The vineyard Le Brun de Neuville is spread over 150 hectares, of which the majority has been planted for over 30 years on the undulating slopes of the Sézannais. Its vineyard is planted predominantly in Chardonnay, which represents 88% of the total. The Pinot Noir accounts for 11% and the Meunier just 1% of the vines. The supplies of Champagne Brun de Neuville come exclusively from the vines of its members.


Chateuax Viranel:
Is an independent wine estate with one of the most diverse ranges of varieties in Languedoc, growing 14 different grapes: Syrah, Grenache Noir and Blanc, Mourvèdre, Carignan, Cinsault, Cabernet Franc and Sauvignon, Alicante-Bouschet, Roussanne, Vermentino, Bourboulenc, Marselan and Viognier.

The family vineyard consists of 98 acres on which we use a system of sustainable agriculture in order to preserve the lasting quality of its soils.

The property has been in their family for nearly five centuries (since 1551), passed down from generation to generation.

Rhône Valley

François Arnaud:
François Arnaud Dauvergne is a young négociant based in the southern Rhône Valley. His career led him to work in different wineries before settling his own business in 2004. During these years he became convinced that relations with growers would be key to achieving the style and consistent quality of the wines he always dreamt to produce.

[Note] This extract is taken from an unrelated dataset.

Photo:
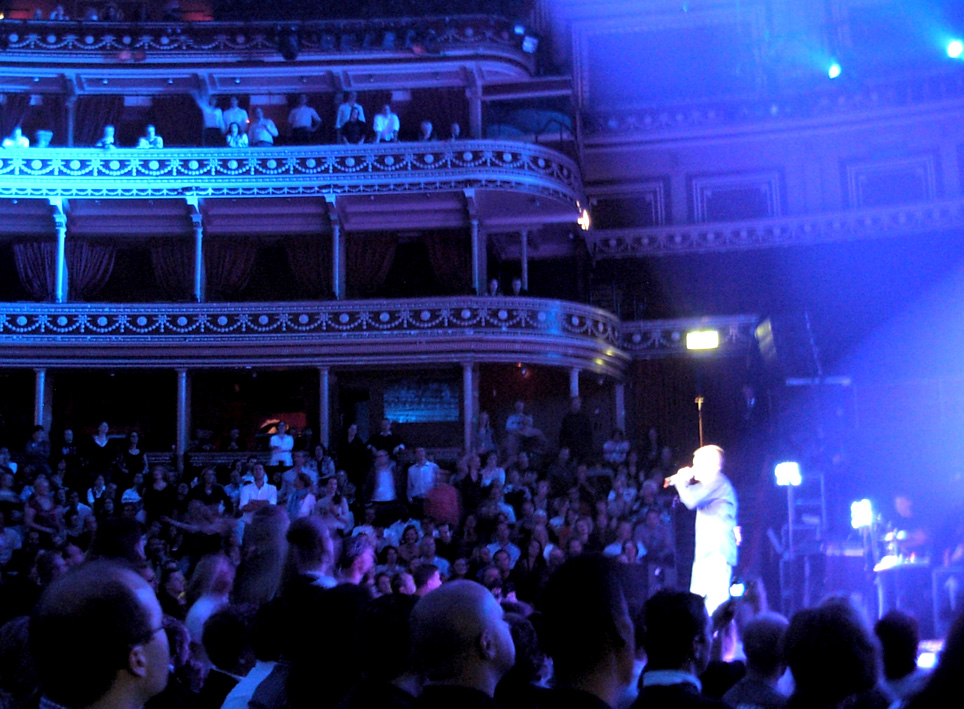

To select the best fruits for his wines, François Arnaud constantly seeks out the best terroirs with the help of his friend Jean-François RANVIER. Placing human relationship with the vinegrowers at the heart of their approach, they select the best plots and oversee the whole winemaking process to create modern blends, offering both generous fruit and freshness.


Jean Perrier & Fils: 
Is a family estate that has been passed from father to son for seven generations since 1853. The history of this family is linked to the history of wines in Savoie and the French Alps. With a vineyard of 60 hectares, this is the leading family making mountain-style wines, using unique grapes typical to the region such as Jacquère, Altesse, and Mondeuse, under the new appellation Crémant de Savoie.

These wines are appreciated around the world for their great complexity and freshness: very dry and fruity, with a lot of minerality. They represent a quaint and wild way of life and offer a great new experience in the winegrowing French world.



Burgundy is a wine region in central-eastern France near to the city of Dijon, built on centuries of winemaking tradition and with close historical links to monasteries; the Clos de Vougeot vineyard being a prime example. Burgundy’s patchwork quilt of vineyards and associated terroirs – or ‘climats‘ – gained UNESCO world heritage status in July 2015.